Waxing somewhat philosophical, knowing the type of the vulnerability is logically not necessary to assert (or believe) that a vulnerability exists and to at least start vulnerability management activities.
Two examples where it was valuable to assign CVE IDs without problemTypes:
https://www.cve.org/CVERecord?id=CVE-2024-9537
https://www.cve.org/CVERecord?id=CVE-2025-34158 (problemType was added after initial publication)
An example where a CVE ID has not been assigned, possibly due to the inability to determine problemType:
https://invisioncommunity.com/release-notes-v5/507-r41/
Options include:
- Broadly relaxing 5.1.7 from MUST to SHOULD. Discussion in the SPWG lead to the opinion that this is not the way.

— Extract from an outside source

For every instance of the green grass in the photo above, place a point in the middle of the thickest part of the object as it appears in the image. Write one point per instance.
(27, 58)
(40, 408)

- Add an exception to the rules so that a CVE Record MAY be published lacking problemType, but only in cases in which the information is unavailable. These cases may be rare, however two examples are cited above. problemType SHOULD be added to the Record as soon as possible after publication.
- A variant of 2, add support for a special "not available" problemType, similar to the NVD "NVD-CWE-noinfo" value. This might require a CVE Record Format schema update.
- Require first-party CNAs (usually but not limited to Supplier CNAs) to provide problemType. If a CNA is going to assign and publish for a vulnerability the CNA is technically familiar with (discovered, reported, fixed), then the CNA is able to provide a problemType.
- The exception (2.) could be granted only for non-first-party CNAs and require use of a special value (3.)